In order to track you or trigger an action like a coupon or message to your phone, companies need you to install an app on your phone that will recognize the beacon in the store. Retailers (like Target and Walmart) that use Bluetooth beacons typically build tracking into their own apps. But retailers want to make sure most of their customers can be tracked — not just the ones that download their own particular app.
So a hidden industry of third-party location-marketing firms has proliferated in response. These companies take their beacon tracking code and bundle it into a toolkit developers can use.
The makers of many popular apps, such as those for news or weather updates, insert these toolkits into their apps. They might be paid by the beacon companies or receive other benefits, like detailed reports on their users.

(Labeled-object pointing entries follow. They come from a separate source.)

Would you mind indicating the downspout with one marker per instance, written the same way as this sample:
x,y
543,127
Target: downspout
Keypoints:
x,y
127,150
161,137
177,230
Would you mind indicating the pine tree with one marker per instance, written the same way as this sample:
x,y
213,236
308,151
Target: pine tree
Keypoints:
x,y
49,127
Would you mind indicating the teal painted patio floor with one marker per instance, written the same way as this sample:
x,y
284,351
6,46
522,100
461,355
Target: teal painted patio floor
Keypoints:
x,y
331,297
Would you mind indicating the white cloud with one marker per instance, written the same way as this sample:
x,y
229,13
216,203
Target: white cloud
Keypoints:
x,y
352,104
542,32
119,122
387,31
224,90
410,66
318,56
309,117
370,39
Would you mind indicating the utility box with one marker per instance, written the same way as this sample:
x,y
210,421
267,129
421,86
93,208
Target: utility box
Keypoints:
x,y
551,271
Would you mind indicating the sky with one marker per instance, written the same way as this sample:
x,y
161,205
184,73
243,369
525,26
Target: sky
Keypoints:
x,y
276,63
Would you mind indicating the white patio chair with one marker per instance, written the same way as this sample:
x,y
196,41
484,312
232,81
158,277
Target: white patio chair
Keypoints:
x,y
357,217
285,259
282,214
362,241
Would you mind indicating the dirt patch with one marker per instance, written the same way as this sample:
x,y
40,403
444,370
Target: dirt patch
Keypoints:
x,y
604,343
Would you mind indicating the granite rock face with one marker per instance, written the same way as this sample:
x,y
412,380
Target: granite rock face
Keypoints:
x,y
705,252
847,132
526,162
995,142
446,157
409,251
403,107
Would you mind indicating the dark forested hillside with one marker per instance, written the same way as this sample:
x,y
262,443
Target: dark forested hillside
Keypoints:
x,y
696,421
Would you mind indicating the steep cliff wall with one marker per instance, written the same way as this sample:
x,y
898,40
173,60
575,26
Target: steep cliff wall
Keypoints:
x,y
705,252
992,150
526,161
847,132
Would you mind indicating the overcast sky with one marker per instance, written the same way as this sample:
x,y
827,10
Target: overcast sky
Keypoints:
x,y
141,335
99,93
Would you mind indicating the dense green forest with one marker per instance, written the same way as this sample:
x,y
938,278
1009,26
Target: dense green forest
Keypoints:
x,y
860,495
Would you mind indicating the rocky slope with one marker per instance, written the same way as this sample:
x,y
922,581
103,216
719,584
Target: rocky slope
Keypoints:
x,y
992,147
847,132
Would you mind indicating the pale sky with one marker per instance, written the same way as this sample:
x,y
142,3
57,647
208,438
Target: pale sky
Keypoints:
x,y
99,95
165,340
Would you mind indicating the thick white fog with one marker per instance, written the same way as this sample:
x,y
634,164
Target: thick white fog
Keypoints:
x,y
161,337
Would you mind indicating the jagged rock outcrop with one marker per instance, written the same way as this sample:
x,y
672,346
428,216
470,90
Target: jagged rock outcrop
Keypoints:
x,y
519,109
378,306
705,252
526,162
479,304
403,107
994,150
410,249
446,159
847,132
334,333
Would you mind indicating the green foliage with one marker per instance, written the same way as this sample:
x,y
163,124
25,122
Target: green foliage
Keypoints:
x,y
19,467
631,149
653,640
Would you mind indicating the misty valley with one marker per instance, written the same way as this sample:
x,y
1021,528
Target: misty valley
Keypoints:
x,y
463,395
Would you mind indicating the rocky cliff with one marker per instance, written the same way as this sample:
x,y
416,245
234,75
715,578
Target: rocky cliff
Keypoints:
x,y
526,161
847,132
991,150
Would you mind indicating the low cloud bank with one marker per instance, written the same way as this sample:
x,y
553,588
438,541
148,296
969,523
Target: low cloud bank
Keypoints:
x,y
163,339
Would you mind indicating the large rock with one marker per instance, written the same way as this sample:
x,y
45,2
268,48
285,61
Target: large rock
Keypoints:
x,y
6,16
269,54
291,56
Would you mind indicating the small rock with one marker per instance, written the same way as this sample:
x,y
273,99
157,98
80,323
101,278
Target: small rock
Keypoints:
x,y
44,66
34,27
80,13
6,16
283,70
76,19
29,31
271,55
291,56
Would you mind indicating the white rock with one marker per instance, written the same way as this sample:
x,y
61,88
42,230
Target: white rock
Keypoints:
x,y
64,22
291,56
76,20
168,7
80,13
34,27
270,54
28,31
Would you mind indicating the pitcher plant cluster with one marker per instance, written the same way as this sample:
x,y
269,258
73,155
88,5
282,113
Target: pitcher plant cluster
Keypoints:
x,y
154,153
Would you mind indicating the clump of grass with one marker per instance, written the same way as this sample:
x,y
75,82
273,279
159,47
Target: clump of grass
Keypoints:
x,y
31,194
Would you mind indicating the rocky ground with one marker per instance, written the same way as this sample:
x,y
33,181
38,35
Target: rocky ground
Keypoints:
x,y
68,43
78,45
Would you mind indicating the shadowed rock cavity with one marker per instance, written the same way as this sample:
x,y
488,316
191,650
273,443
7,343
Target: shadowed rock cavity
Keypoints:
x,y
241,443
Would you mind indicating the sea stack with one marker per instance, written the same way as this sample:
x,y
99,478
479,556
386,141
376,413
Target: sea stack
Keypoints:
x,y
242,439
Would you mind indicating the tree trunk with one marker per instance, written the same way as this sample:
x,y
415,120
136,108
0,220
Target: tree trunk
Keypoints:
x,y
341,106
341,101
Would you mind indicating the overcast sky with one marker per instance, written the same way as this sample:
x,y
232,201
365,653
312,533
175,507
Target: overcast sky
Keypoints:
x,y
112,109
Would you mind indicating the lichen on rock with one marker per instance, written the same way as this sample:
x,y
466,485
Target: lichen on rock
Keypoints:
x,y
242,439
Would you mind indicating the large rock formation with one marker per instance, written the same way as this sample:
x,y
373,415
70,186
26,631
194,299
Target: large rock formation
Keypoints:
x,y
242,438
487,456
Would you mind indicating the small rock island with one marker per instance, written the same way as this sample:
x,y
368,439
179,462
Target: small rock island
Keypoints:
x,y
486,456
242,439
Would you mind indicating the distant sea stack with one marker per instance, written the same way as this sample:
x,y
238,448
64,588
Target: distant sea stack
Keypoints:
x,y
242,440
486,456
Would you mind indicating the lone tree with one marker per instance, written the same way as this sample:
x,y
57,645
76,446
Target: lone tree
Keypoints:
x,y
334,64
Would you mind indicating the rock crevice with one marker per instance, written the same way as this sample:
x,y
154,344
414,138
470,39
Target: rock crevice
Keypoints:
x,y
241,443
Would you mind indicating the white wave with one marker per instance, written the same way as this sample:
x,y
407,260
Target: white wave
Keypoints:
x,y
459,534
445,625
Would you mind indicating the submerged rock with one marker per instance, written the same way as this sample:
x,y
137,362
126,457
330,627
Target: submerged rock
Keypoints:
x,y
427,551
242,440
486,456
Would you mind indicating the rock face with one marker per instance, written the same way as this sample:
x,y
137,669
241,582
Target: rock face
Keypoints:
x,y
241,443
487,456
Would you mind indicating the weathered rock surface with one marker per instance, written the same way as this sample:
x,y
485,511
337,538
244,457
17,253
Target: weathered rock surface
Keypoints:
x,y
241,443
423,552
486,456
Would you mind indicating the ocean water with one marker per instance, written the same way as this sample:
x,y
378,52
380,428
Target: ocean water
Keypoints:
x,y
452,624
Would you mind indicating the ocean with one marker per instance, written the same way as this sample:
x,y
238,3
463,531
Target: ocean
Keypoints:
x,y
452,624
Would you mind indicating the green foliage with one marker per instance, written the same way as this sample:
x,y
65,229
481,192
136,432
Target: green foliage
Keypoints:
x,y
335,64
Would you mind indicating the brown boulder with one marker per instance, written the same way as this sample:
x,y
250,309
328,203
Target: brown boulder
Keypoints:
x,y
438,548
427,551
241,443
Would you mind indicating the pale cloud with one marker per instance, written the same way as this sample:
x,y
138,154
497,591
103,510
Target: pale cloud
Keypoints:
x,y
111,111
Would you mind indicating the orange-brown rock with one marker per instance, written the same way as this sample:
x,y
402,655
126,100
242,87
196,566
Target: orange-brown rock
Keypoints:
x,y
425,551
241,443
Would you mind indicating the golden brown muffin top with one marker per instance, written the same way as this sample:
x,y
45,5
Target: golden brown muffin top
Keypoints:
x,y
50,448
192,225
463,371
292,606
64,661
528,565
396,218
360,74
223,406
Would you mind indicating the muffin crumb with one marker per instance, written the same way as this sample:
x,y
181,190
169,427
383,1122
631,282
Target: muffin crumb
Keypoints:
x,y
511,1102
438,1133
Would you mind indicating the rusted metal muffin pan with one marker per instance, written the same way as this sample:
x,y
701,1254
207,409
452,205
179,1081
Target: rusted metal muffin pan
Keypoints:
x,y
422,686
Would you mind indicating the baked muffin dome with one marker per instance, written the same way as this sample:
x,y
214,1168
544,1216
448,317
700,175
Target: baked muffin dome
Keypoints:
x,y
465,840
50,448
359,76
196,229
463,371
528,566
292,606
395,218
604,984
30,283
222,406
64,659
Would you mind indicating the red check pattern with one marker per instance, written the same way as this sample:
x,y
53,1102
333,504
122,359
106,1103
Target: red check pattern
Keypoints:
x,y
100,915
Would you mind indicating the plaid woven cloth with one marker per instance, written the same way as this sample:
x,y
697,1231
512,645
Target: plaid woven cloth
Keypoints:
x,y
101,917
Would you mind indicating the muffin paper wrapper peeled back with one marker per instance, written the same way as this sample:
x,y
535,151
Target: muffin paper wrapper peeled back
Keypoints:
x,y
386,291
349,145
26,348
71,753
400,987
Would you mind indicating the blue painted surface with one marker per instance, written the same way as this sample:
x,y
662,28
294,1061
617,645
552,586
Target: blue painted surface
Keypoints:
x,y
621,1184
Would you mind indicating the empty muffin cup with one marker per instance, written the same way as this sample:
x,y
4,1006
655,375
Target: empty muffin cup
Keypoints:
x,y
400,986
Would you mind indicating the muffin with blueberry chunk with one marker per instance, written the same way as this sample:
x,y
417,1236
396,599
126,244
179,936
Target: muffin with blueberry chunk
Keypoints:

Location data companies often collect additional data provided by apps. A location company called Pulsate, for example, encourages app developers to pass them customer email addresses and names.
Companies like Reveal Mobile collect data from software development kits inside hundreds of frequently used apps. In the United States, another company, inMarket, covers 38 percent of millennial moms and about one-quarter of all smartphones, and tracks 50 million people each month. Otherplayers have similar reach.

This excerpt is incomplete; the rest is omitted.